Kerajaan Japura pada saat itu dipimpin oleh Prabu Amuk Parugul yang sangat
terkenal kesaktianyya.
Setelah
menaklukan negeri Japura, Pangeran Sapujagat bersama para prajuritnya singgah
di Dukuh Awi tepatnya di Sindang Pancuran sekarang. Sedangkan pusat pedukuhan
Dukuh Awi terletak di ujung barat yang sekarang dikenal dengan sebutan Sindang
Kosong (Daerah Dangdeur)
Tempat
persinggahan Pangeran Sapujagat dan para prajuritnya itu disebut Sindang
Pancuran, karena ditempat itu terdapat mata air yang memancar yang ditemukan
oleh Pangeran Sela Ganda dan Pangeran Sela Rasa. Dengan pertimbangan bahwa mata
air itu merupakan sumber kehidupan masyarakat, maka diadakanlah musyawarah yang
dihadiri para tokoh Dukuh Awi, yakni :
1.
Pangeran Cakrabuana/Ki Kuwu Caruban II/ Pangeran Sapujagat
2.
Pangeran Kuningan
3.
Pangeran Gelang
4.
Pangeran Galing
5.
Pangeran Sela Ganda
6.
Pangeran Sela Rasa
7.
Pangeran Demas
8.
Pangeran Selaka
9.
Patih Nurzaman
10.
Syekh Bakir
11.
Ki Bagus Tapa
12.
Ki Syi'ah
13.
Ki Sumur Tutup
14.
Mbah Pulung
15.
Nyi Sondhara
16.
Nyi Sondhari
17.
Nyi Subanglarang/ Nyi Subang Krancang
18.
Nyi Randa Embat kasih
Hasil
musyawarah adalah masyarakat yang tinggal di Sindang Kosong (Daerah Dangdeur)

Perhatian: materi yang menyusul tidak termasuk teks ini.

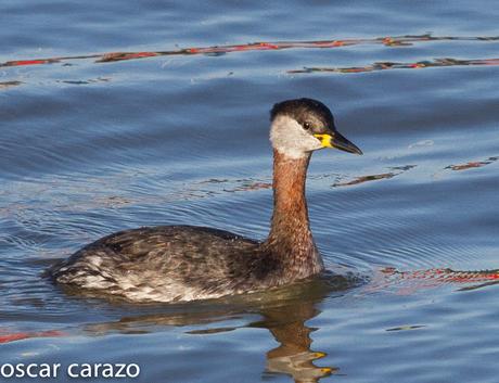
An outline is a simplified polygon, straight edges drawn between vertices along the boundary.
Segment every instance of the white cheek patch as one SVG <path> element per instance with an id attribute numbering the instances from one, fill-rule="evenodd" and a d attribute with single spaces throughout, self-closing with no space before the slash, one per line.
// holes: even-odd
<path id="1" fill-rule="evenodd" d="M 279 153 L 291 158 L 302 158 L 321 149 L 321 142 L 307 132 L 294 118 L 278 116 L 270 128 L 270 142 Z"/>

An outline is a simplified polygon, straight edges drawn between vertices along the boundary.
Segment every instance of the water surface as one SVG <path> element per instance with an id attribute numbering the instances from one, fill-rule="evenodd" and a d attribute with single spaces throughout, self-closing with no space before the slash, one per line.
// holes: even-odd
<path id="1" fill-rule="evenodd" d="M 137 382 L 497 382 L 495 2 L 27 0 L 0 15 L 3 363 L 138 363 Z M 268 111 L 296 97 L 330 105 L 364 152 L 316 153 L 307 184 L 327 267 L 355 283 L 131 305 L 40 277 L 126 228 L 264 239 Z"/>

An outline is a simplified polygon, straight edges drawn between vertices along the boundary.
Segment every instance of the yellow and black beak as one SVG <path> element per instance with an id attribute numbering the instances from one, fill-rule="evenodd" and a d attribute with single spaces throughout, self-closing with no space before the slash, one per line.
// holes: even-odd
<path id="1" fill-rule="evenodd" d="M 336 148 L 342 151 L 355 154 L 362 154 L 362 151 L 353 142 L 348 141 L 338 131 L 331 133 L 314 135 L 322 144 L 322 148 Z"/>

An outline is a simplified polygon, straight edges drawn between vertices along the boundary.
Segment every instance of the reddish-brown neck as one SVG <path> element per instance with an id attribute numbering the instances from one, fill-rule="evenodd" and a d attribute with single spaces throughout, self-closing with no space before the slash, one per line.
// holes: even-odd
<path id="1" fill-rule="evenodd" d="M 309 232 L 305 180 L 310 156 L 290 158 L 273 151 L 273 215 L 270 235 Z M 290 229 L 294 228 L 292 231 Z"/>
<path id="2" fill-rule="evenodd" d="M 305 200 L 309 161 L 309 155 L 290 158 L 273 151 L 273 215 L 266 245 L 290 261 L 290 271 L 296 277 L 306 277 L 322 268 Z"/>

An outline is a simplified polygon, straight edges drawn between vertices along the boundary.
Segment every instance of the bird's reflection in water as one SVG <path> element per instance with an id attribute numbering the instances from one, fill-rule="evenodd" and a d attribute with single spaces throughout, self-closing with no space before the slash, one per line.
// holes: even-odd
<path id="1" fill-rule="evenodd" d="M 118 321 L 88 325 L 85 331 L 92 335 L 119 333 L 146 333 L 166 325 L 206 325 L 205 329 L 185 331 L 189 334 L 213 334 L 233 331 L 239 328 L 267 329 L 279 346 L 266 353 L 267 366 L 264 375 L 287 374 L 294 382 L 319 382 L 323 376 L 335 373 L 335 367 L 318 367 L 316 359 L 327 354 L 312 349 L 310 334 L 317 330 L 306 322 L 320 314 L 319 305 L 325 298 L 334 298 L 358 284 L 355 277 L 325 276 L 322 279 L 269 291 L 265 294 L 250 294 L 226 301 L 168 307 L 169 312 L 156 312 L 124 317 Z M 218 321 L 241 319 L 258 315 L 260 320 L 242 327 L 216 328 Z"/>
<path id="2" fill-rule="evenodd" d="M 273 335 L 279 346 L 267 353 L 267 372 L 285 373 L 295 382 L 318 382 L 319 379 L 337 371 L 333 367 L 317 367 L 314 360 L 325 353 L 311 349 L 310 333 L 315 330 L 306 324 L 320 310 L 311 302 L 291 307 L 268 309 L 265 319 L 258 323 Z"/>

dipindahkan ke lokasi yang dekat dengan mata air pancuran berikut pusat
pedukuhannya ke sebelah timur sungai Ciputih (sekarang termasuk Blok Manis).
Hal ini untuk memperluas hubungan dengan pedukuhan lain serta untuk
memperlancar proses Islamisasi. Dalam Musyawarah tersebut disepakati pula bahwa
nama Dukuh Awi dirubah dengan nama Sindanglaut yang artinya tempat persinggahan
Pangeran Sapujagat/Ki Kuwu Caruban II bersama prajuritnya.
Setelah
beberapa lama Pangeran Sapujagat bersama para prajuritnya sunggah beristirahat
di Sindang Pancuran, beliau melanjutkan perjuangannya menyebarkan Islam ke
wilayah lain. Agar tidak menimbulkan kecurigaan dari pihak lawan, para prajurit
diperintahkan menyamar seperti rakyat biasa, dan atas usul Patih Nurzaman (asal
Campa) yang telah bergabung dengan prajurit Pangeran Sapujagat para prajurit
itu mengubur sebagian persenjataan dan perbekalannya.
Kuburan
persenjataan dan alat-alat perbekalan Pangeran Sapujagat dan para prajuritnya
itu sekarang masih ada di areal pemakaman Sindang Pancuran, yang bersama mata
air pancuran peninggalan Pangeran Sapujagat masih dikeramatkan oleh sebagian
masyarakat. Untuk memenuhi kebutuhan air bagi penduduk dibuatlah pancuran kedua
yang berlokasi disebelah selatan pancuran pertama.
Dalam
perkembangan selanjutnya, pusat pemerintahan Desa Sindanglaut telah tiga kali
berpindah tempat.
1.
Di Sindang Kosong/Dangdeur sebagai pusat
pedukuhan Dukuh Awi
2.
Di Sindang Tengah ( sekarang termasuk blok
Manis)
3.
Di Sindang Tengah bagian timur ( sekarang
termasuk Blok Pahing)
Pindahnya
pusat pemerintahan dari Sindang Tengah bagian barat ( Blok Manis ) ke bagian
timur (Blok Pahing) itu terjadi sekitar tahun 1811 pada jaman pendudukan
Rafles(Inggris) di Indonesia, dengan alasan untuk memudahkan hubungan /
komunikasi antara desa dengan desa lain dan antara desa dengan kota.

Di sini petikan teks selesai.